Microsoft announced its third round layoffs this year, cutting nearly 4% of the global workforce. This amounts to 9,000 jobs.

It marks the company's biggest cutbacks since 2023, reflecting broader trends across the US technology sector. There, businesses are streamlining their businesses while increasing their investment in artificial intelligence.

“This is part of the ongoing organizational changes that will help the company and team succeed in successfully in the dynamic market,” a Microsoft spokesperson said in an official statement. The company explained that it focuses on reducing the management layer and increasing employee productivity through new technology.

This marks Microsoft's second major layoff wave in 2025, following 7,000 job cuts in May. It's also the most important downsizing since 2023, since 10,000 positions were eliminated. As of July 2024, the company had 228,000 employees, according to its latest official report.

AI at the heart of reorganization

The main factor behind these changes is record-level investments in artificial intelligence infrastructure. Microsoft plans to allocate up to $80 billion this year to expand its data centers and deploy AI-powered services.

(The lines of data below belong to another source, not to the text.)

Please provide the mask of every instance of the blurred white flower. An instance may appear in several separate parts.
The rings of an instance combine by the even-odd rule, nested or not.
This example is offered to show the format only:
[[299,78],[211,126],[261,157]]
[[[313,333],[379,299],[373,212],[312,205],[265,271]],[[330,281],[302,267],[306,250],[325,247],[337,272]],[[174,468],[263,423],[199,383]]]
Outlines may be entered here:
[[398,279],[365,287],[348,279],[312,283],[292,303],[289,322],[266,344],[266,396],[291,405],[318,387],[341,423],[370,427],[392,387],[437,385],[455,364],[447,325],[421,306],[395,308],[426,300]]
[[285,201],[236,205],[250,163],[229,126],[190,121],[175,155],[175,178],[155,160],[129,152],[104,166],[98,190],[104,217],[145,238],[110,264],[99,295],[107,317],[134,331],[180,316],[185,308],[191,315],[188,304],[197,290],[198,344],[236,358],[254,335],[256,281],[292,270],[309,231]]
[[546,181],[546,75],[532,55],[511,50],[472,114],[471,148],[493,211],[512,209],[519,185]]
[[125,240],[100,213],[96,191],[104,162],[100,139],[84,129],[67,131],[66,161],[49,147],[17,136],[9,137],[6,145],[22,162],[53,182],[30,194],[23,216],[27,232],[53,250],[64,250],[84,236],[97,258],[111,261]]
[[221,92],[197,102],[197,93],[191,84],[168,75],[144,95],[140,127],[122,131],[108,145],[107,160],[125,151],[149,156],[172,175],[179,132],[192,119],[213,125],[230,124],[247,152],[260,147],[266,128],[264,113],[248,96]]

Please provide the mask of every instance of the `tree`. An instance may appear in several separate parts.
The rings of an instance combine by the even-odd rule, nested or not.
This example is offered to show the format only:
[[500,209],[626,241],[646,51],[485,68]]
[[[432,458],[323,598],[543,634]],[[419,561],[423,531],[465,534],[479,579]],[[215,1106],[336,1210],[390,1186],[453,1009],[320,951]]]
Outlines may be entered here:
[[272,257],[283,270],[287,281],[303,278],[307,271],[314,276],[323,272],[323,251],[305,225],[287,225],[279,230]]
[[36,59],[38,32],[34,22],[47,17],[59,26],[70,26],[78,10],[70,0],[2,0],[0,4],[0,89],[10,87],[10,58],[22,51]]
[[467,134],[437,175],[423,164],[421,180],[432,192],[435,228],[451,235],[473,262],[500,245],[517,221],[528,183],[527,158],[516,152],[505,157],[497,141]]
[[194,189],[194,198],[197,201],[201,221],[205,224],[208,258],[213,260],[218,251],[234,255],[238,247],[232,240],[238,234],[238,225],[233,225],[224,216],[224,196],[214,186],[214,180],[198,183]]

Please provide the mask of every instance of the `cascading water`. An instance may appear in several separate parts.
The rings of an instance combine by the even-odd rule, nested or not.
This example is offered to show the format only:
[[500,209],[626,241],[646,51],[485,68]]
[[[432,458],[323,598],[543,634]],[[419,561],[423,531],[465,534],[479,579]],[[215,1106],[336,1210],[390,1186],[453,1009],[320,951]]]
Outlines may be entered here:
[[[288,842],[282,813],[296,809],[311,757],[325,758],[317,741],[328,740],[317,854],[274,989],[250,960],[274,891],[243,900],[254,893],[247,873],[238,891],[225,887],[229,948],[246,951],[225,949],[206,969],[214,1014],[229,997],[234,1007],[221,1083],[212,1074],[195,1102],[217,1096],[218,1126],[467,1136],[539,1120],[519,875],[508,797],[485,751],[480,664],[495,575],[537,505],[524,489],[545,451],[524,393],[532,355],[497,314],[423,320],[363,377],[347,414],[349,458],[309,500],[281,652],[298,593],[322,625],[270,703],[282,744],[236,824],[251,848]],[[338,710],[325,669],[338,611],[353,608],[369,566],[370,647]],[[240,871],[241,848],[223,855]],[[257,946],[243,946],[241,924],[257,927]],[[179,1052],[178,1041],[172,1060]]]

CEO Satya Nadella recently revealed that 20% to 30% of Microsoft's code is generated by AI, highlighting the company's shift to automation and efficiency as it pours billions into AI infrastructure.

The AI ​​boom is slowing down

Microsoft is not only cutting back on work this year. Other tech giants like Meta, Bumble and Amazon have also taken similar steps. In fact, Amazon CEO Andy Jassy warned last month that AI will ultimately allow the company to reduce its workforce.

While investments in AI continue to be strong, companies including Microsoft are beginning to ease the pace of infrastructure build-outs. The early stages characterized by heavy spending on training models have been replaced by more targeted and cost-effective implementations. Microsoft is currently focusing on avoiding overinvestment in the AI ​​revolution.

In this regard, the company has admitted that adoption of AI in the enterprise space is slower. Market data shows adoption rates are already high, but growth momentum has been tapering significantly in recent quarters.

Industry experts agree that the era of “easy profit” for AI is almost over. Future progress will depend not only on access to data and computing power, but also on deeper innovation. As data becomes narrower and infrastructure costs rise, the next wave of AI demands more than brute force scaling.

Ignacioteson

Economists and financial analysts

Ignacio Teson is an economist and financial analyst. He has over seven years of experience in emerging markets. He worked as an analyst and market operator for brokerages in Argentina and Spain.